On our last day in Vienna, we followed a walking tour through Wieden, the city’s fourth district. A little less touristy, the area shows the side of Vienna that sprouted up after 1900 vs. the older historic city center.
After filling up on apple pancakes at Heindl’s Schmarren and Palatschinkenkuchl, a classic Viennese diner, we walked through Stadtpark. The 28-acre park opened in 1862, becoming Vienna’s first public park. A few locals spent a lazy Saturday morning sitting around the pond reading newspapers and feeding the pigeons. We did a loop, then headed north toward the Danube River.

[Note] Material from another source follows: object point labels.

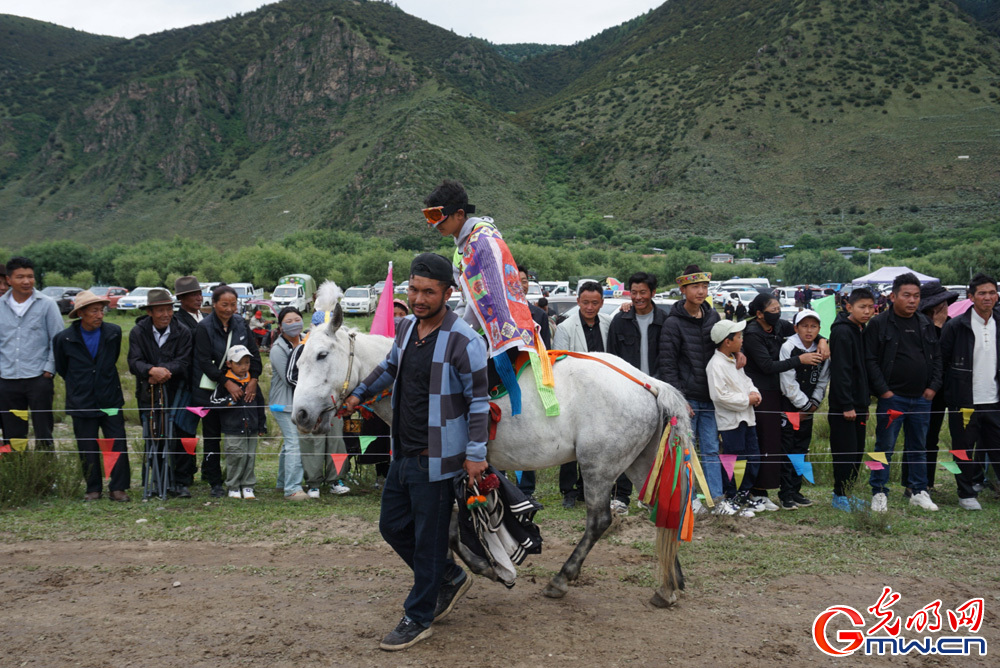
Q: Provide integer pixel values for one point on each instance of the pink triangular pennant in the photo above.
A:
(794, 419)
(384, 324)
(727, 462)
(338, 460)
(110, 456)
(189, 444)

The Kunst Haus features some of the graphic works of 20th-century artist Friedensreich Hundertwasser. But the outside with its funky curves, patterns and colors are really where Hundertwasser shines. Often compared to Spanish architect Antoni Gaudí (whose works we saw in Barcelona), his masterpiece is located just down the street.

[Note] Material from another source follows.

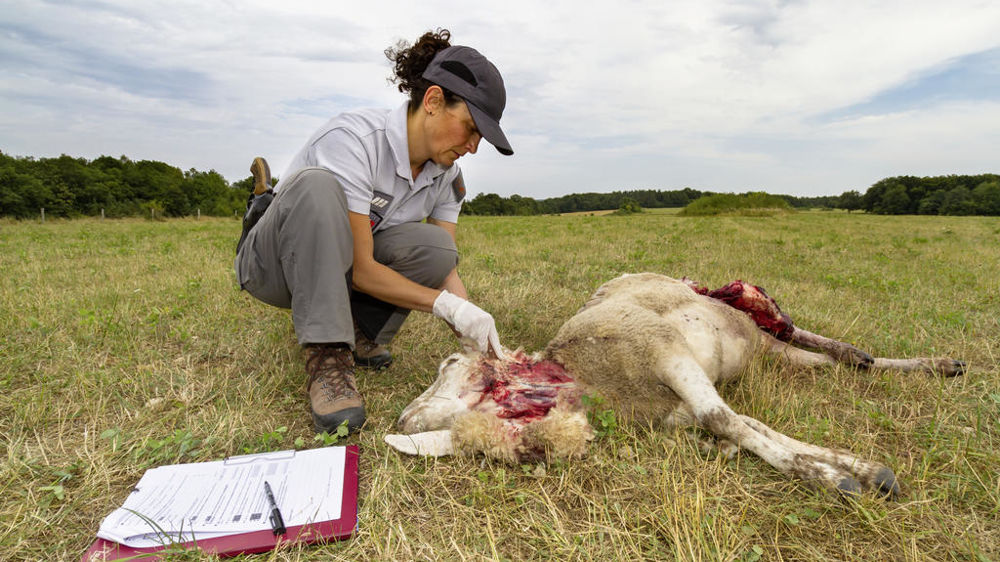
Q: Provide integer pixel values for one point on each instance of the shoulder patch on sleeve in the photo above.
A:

Hundertwasserhaus was built using designs suggested by the artist and contains 53 apartments as well as four office spaces. The floors are undulating, providing what Hudertwasser called a “divine melody to the feet.” The roofs are covered in soil and grass. Some of the homes have trees growing inside with limbs winding out of the windows.

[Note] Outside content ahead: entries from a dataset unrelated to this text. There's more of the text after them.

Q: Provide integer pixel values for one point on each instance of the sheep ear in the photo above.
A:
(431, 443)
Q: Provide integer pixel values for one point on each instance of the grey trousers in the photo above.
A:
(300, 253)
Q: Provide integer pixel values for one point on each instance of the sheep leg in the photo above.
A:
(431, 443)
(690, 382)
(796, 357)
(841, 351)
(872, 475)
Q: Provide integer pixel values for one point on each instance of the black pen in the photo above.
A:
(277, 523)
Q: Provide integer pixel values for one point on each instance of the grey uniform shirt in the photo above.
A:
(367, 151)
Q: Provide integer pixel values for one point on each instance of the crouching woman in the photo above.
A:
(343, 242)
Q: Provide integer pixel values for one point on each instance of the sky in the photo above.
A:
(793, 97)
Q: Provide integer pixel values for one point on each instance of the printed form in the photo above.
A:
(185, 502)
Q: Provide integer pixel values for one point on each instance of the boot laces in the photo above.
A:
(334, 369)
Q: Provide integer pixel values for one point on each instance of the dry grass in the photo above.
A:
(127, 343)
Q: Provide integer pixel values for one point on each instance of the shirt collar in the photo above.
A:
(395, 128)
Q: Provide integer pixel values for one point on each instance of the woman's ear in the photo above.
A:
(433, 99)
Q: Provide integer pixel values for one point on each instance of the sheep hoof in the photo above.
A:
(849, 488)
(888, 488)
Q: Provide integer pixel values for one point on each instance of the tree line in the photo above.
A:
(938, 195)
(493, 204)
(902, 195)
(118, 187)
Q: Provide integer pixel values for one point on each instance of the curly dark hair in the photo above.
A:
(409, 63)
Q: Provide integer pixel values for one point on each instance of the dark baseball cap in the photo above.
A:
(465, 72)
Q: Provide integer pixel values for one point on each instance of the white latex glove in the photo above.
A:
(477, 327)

We ate lunch in Arenbergpark under the shadow of a flak tower. The concrete anti-aircraft towers were built by the Third Reich during Germany’s World War II occupation of Vienna. Russian forces attempted to demolish the towers following the war, but the potential damage to nearby residences forced them to abandon the plan. Today they’re considered historic monuments. Kids played soccer on a small field nearby, the towers absorbed into the background of the park.
We grabbed a quick dessert at Cafe Neunteufl, a very local konditorei, then continued into Schwarzenbergplatz. The public square has a large monument celebrating the 17,000 Soviet soldiers who were killed in the liberation of Vienna at the end of World War II. The monument is still divisive as the post-war occupation of the Soviets was difficult for many Viennese. Yet, as recently as 2011, the city has paid for major refurbishments to the memorial.
Just up the street from the memorial, we entered the gates of the Belvedere palace complex (pictured above). Built during the Habsburg dynasty around the same time as Schönbrunn Palace, the grounds feature a long courtyard with two impressive Baroque palaces—the Lower Belvedere and Upper Belvedere—at either end.
That evening, we boarded an overnight train bound for Rome. A young man and three Italian high school girls joined us in our six-bunk compartment. The bumpy ride made for a long night, but while unable to sleep, I watched the Austrian countryside roll by. A floodlit castle sat majestically upon a hill bidding a fond farewell to our time in Vienna.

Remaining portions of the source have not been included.